Tandis que ces pensers agitaient son esprit,
Un paquet d’eau le pousse aux pointes riveraines.
Il aurait eu les os broyés avec les chairs
Sans une impulsion de Minerve aux yeux clairs.
D’un élan, il saisit une roche à mains pleines,
Et s’y tient en geignant jusqu’au passer du flot.
Ainsi d’en réchapper ; mais la liquide masse
Au retour le refrappe et l’emporte aussitôt.
Comme aux pieds du polype arraché de sa place
Adhérent fortement des éclats de granit,
De ses robustes mains ainsi contre la pierre
La peau resta collée, et l’onde le couvrit
Du coup, malgré le Sort, s’achevait sa carrière,
Si Minerve à l’œil bleu ne l’eût réinspiré.
Résistant aux efforts de la poussée amère,
Il nage, en côtoyant, l’œil fixé vers la terre,
Pour découvrir une anse, un refuge assuré.
D’un cours d’eau magnifique il atteint l’embouchure,
Et la position à l’instant le séduit,
Car la roche en est lisse, aucun vent n’y murmure.
Il reconnut un Fleuve et pria comme il suit :

« Prince, qui que tu sois, écoute ! Sur la rive,
Que j’invoquais, je fuis Neptune menaçant.
Pour les Immortels même il est intéressant,
L’homme errant comme moi, qui maintenant arrive
En ton sein, à tes pieds, après de tels assauts.
Pitié, grand roi ! mon cœur t’implore avec délice. »
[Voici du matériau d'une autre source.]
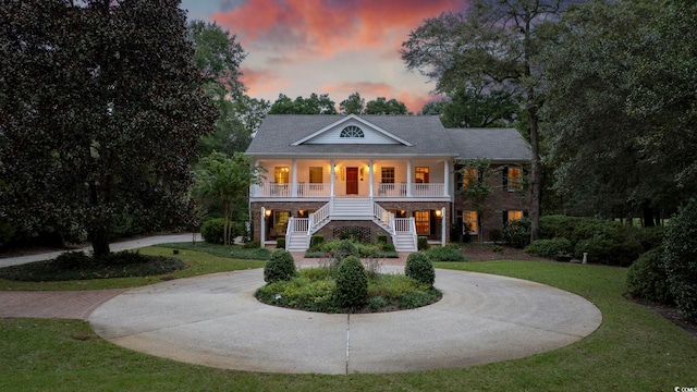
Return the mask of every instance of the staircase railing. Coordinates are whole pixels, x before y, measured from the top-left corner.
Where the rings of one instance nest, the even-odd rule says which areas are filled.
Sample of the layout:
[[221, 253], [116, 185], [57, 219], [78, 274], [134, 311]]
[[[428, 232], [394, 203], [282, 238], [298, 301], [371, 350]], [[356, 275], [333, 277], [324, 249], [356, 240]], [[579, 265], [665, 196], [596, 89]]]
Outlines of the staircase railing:
[[392, 237], [392, 243], [396, 243], [396, 231], [394, 226], [394, 213], [386, 210], [377, 203], [372, 203], [372, 217], [382, 223], [383, 229]]
[[307, 219], [307, 236], [311, 236], [318, 229], [317, 226], [329, 219], [331, 215], [331, 201], [323, 205], [320, 209], [309, 215]]

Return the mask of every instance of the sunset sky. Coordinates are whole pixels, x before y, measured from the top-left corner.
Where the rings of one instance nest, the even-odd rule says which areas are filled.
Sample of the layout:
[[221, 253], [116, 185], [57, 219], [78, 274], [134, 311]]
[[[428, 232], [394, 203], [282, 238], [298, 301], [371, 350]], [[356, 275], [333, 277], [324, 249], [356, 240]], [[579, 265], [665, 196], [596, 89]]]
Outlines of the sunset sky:
[[418, 112], [432, 83], [408, 72], [398, 50], [425, 19], [462, 11], [467, 0], [183, 0], [189, 20], [215, 21], [237, 36], [247, 94], [276, 101], [311, 93], [339, 103], [396, 98]]

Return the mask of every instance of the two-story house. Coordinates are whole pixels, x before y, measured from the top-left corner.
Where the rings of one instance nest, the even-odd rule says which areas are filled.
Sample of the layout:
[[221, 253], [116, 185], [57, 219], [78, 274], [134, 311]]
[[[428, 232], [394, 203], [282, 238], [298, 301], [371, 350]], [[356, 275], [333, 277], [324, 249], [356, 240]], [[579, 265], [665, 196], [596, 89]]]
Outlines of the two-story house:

Il dit ; le dieu suspend son cours, retient ses eaux,
Fait renaître un doux calme, enfin accueille Ulysse
Dans son lit : mais du preux faiblissent les genoux,
Les bras puissants ; la mer a brisé sa vaillance.
Son corps se gonfle, l’eau ruisselle en abondance
De son nez, de sa bouche, et sans souffle, sans pouls,
Il gît inanimé ; la fatigue le tue.
Quand il reprit haleine et put se redresser,
Du saint voile il eut soin de se débarrasser,
Et le jeta dans l’onde à maritime issue.
Son fidèle courant le remit sous la main
De la charmante Ino. Lui, s’éloignant du fleuve,
Alla parmi les joncs, baisa l’alme terrain
Et dit languissamment dans son âme à l’épreuve :
« Hélas ! qu’adviendra-t-il, qu’ai-je encore à souffrir ?
Si près d’ici je passe une nuit exposée,
La nuisible fraîcheur et l’humide rosée
Ensemble achèveront de me faire mourir.
Oui, d’un fleuve au matin se dégage un air rude.
Que j’aille à ce coteau, vers ces arbres épais,
Que sous un dru taillis, sans froid ni lassitude,
Je puisse du sommeil goûter enfin la paix,
Des fauves je serai peut-être la pâture. »

Tout pesé, le héros prend ce dernier parti.

Il gagne donc le bois dominant l’onde pure,
Et sous deux arbrisseaux il demeure blotti.
C’étaient des oliviers, l’un franc, l’autre sauvage.
Le souffle des autans ne les glaça jamais ;
Jamais l’ardent soleil ne troua leur ombrage,
Et nulle pluie au sol n’inclina leurs sommets,
Tant ils croissaient touffus, entrelacés. Ulysse,
Tapi là, de ses mains se fait un lit feuillu,
Car les feuilles partout avaient tellement plu
Que deux ou trois mortels en leur amas propice
Auraient pu se garer des plus terribles nords.
Le divin patient sourit à ce feuillage ;
Dans sa masse il pénètre et s’en couvre le corps.
Ainsi qu’au bout d’un champ, loin de tout voisinage,
Un berger dans la cendre enfouit un tison
Pour conserver son feu, n’en pas quêter le germe :
Tel s’enfeuillait Ulysse. Alors, mettant un terme
À son cruel labeur, Pallas verse à foison
Des pavots sur ses yeux et doucement les ferme.